Former Liverpool manager Roy Evans has revealed he missed out on signing Teddy Sheringham during his tenure at Anfield after the club's board claimed he was too old. During Sheringham's first spell at Tottenham Hotspur he was subject to interest from the Reds but the deal never materialised.

The London-born forward would go on to join Manchester United in 1997 and spend four successful years at Old Trafford during which time he won three Premier League titles, the FA Cup, the Champions League and the Intercontinental Cup. He then returned to Spurs before stints at Portsmouth, West Ham United, Colchester United and Stevenage.

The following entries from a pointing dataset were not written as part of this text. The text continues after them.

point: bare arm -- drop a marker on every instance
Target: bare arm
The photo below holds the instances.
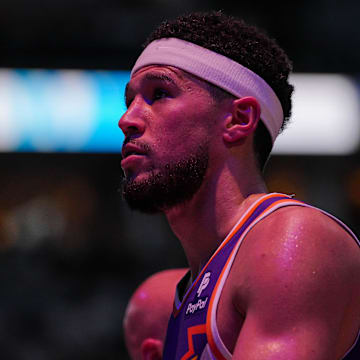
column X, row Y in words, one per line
column 301, row 289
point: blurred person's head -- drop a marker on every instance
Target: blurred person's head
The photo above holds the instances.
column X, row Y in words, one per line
column 148, row 313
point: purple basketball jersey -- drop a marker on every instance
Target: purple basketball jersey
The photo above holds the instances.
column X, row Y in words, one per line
column 192, row 332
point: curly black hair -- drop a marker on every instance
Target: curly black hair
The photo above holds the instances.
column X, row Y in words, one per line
column 244, row 44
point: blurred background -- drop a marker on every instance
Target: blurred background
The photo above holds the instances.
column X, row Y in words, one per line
column 71, row 252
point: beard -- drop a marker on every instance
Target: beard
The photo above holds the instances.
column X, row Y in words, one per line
column 171, row 185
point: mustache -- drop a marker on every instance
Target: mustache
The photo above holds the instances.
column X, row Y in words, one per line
column 143, row 146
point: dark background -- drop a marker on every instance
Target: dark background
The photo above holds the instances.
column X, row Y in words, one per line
column 71, row 253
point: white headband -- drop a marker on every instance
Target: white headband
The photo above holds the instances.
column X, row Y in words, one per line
column 218, row 70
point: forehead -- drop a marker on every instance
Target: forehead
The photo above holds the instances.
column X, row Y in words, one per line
column 158, row 72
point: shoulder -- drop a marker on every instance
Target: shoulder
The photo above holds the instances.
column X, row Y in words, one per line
column 297, row 252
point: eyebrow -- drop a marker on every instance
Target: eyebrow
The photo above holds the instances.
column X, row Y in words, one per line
column 150, row 77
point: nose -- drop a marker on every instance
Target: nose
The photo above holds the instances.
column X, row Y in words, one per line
column 132, row 123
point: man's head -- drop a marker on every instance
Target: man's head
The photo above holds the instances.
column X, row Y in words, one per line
column 148, row 313
column 265, row 68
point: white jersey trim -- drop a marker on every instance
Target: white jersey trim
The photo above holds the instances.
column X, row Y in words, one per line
column 214, row 329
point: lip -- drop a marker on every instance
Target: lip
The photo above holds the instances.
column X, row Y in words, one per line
column 131, row 150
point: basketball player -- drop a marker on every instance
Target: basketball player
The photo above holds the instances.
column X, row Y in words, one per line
column 270, row 277
column 147, row 315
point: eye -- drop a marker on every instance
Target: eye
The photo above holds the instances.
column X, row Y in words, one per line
column 159, row 94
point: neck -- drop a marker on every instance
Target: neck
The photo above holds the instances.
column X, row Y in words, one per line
column 202, row 223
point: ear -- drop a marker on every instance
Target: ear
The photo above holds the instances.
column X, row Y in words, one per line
column 242, row 121
column 151, row 349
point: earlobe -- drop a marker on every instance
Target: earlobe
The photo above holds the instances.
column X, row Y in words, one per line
column 151, row 349
column 242, row 121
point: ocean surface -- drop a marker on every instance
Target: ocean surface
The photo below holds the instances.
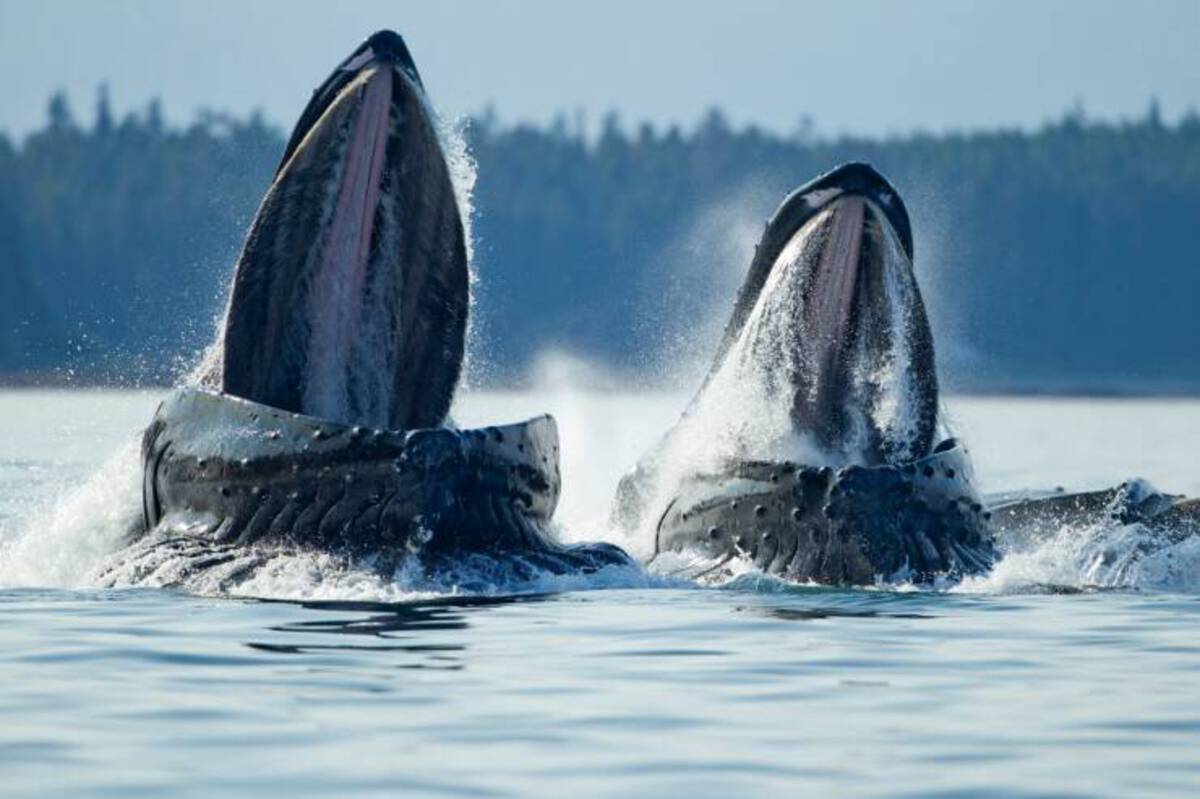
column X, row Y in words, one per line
column 1057, row 676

But his career could have taken a different path had the then 27-year-old been allowed to complete his move to Liverpool, instead of remaining with Tottenham. Evans, who managed the Merseysiders between 1994 and 1998, still regrets the deal which he says was derailed by the club's board.

"I'd say Teddy Sheringham," Evans responded when asked about his greatest transfer misgiving by Liverpool Way. "It was a boardroom decision not to sign him because of his age. They thought at the age of 27 or whatever it was that he was too old.

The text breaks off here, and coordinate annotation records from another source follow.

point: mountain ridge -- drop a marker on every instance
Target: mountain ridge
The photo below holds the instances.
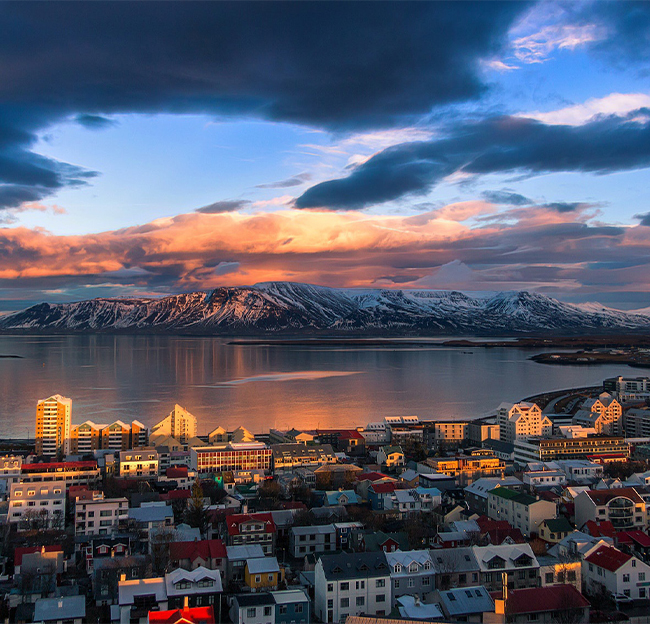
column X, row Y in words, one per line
column 295, row 308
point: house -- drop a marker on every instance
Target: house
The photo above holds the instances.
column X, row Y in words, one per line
column 456, row 567
column 341, row 497
column 193, row 588
column 554, row 530
column 624, row 507
column 351, row 584
column 107, row 573
column 411, row 572
column 312, row 540
column 374, row 541
column 257, row 528
column 137, row 597
column 522, row 511
column 610, row 570
column 514, row 561
column 61, row 610
column 252, row 609
column 390, row 456
column 186, row 615
column 543, row 604
column 263, row 573
column 469, row 604
column 237, row 557
column 210, row 554
column 476, row 494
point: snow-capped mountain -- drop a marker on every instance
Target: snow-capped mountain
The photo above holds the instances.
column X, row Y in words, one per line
column 302, row 308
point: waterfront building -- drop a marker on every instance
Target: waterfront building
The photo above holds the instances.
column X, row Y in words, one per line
column 521, row 421
column 521, row 511
column 551, row 449
column 37, row 505
column 602, row 414
column 624, row 507
column 100, row 517
column 231, row 456
column 179, row 424
column 53, row 422
column 69, row 473
column 627, row 389
column 351, row 584
column 139, row 464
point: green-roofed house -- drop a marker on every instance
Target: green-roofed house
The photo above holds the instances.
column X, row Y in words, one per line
column 555, row 529
column 390, row 456
column 521, row 511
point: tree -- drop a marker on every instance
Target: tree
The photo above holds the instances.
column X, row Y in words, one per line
column 196, row 514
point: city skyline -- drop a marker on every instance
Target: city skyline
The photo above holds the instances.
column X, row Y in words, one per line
column 484, row 146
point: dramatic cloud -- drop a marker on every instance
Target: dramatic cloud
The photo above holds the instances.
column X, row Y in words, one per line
column 496, row 145
column 333, row 65
column 538, row 247
column 224, row 206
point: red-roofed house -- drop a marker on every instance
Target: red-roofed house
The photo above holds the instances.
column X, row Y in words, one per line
column 194, row 615
column 542, row 605
column 255, row 528
column 610, row 570
column 210, row 554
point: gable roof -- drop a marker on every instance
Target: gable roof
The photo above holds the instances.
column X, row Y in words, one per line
column 609, row 558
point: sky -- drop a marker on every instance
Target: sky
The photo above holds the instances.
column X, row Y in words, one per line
column 155, row 148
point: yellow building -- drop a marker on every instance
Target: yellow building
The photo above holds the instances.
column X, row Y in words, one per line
column 53, row 422
column 263, row 574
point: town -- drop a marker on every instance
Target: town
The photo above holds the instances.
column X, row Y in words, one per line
column 538, row 513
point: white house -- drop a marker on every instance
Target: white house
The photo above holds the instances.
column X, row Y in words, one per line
column 616, row 572
column 352, row 584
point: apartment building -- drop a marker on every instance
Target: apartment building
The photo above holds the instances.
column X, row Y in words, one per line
column 84, row 473
column 296, row 455
column 139, row 464
column 178, row 424
column 623, row 507
column 100, row 517
column 37, row 505
column 351, row 584
column 313, row 540
column 551, row 449
column 53, row 422
column 516, row 561
column 521, row 511
column 231, row 456
column 522, row 421
column 604, row 414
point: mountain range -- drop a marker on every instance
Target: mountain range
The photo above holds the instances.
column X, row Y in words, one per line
column 291, row 308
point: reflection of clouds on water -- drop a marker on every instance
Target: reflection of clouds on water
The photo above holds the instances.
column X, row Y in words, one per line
column 293, row 376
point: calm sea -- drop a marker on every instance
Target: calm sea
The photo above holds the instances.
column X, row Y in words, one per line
column 127, row 377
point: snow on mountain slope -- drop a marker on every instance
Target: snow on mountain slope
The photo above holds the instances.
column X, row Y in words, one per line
column 294, row 308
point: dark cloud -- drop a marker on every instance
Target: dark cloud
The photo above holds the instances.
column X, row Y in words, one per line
column 229, row 205
column 506, row 197
column 335, row 65
column 296, row 180
column 494, row 145
column 94, row 122
column 644, row 218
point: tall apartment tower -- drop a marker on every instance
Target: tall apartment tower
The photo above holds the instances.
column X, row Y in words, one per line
column 178, row 424
column 53, row 422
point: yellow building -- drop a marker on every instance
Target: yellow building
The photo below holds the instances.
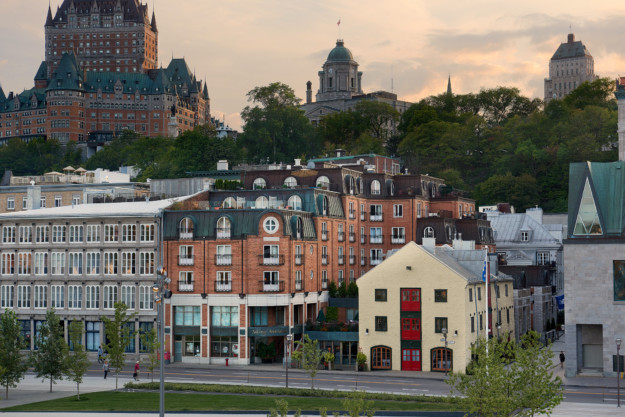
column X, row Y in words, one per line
column 421, row 297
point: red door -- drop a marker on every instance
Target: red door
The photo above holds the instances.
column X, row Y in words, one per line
column 411, row 359
column 411, row 299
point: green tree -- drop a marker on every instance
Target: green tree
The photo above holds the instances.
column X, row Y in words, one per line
column 50, row 359
column 309, row 355
column 119, row 336
column 275, row 127
column 508, row 377
column 151, row 347
column 12, row 364
column 77, row 361
column 538, row 392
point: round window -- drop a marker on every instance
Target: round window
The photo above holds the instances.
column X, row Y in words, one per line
column 271, row 225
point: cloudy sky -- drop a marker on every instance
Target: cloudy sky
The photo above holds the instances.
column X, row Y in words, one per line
column 410, row 45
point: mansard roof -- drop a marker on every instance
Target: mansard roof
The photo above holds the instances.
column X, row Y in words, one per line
column 133, row 10
column 67, row 75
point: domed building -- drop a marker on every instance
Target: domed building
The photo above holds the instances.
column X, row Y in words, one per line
column 340, row 87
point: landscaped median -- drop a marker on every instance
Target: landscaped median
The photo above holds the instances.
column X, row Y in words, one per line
column 206, row 397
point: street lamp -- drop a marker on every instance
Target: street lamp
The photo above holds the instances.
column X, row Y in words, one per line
column 160, row 293
column 444, row 331
column 618, row 371
column 289, row 337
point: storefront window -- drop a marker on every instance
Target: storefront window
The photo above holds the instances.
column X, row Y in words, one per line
column 225, row 316
column 224, row 346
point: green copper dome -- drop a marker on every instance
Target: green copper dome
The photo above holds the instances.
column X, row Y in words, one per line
column 340, row 53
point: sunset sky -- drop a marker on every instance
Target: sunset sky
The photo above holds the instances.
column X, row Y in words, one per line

"Not too old to play, but too old to be a good investment. He went on to play a number of years with Man United and then back to Tottenham and was very successful.

"I spoke to Teddy before that and since then and he wanted to come, it was just a boardroom decision and as a manager you just have to take that. It was a fair answer, they just felt it wasn't right, although they were proved wrong by how Teddy played for United. You just take that on the chin though."

While Sheringham was busy staring for Tottenham and United – he would finish his professional career with 355 goals in 898 appearances - Liverpool went on a five-season run without a major trophy, while they remain without a league title since 1990.

For the start of that barren run, the Liverpool attack was led in-part by Stan Collymore who followed up a fine first season at the club with a second term dogged by off-the-field problems. Evans does not regret the signing but admits he kept faith with the England forward for too long.

"At the end of the day there was disruption in the camp so we felt the right thing was to move him on, but if I had a choice I'd have rather had Stan at his very best than another player instead because he was a great player.

"Sometimes when you buy a player who isn't good enough, the mistake isn't buying them, it's continuing to play them just because you've bought them. Sometimes you have to say "enough is enough" and move them on. You learn that part of the game."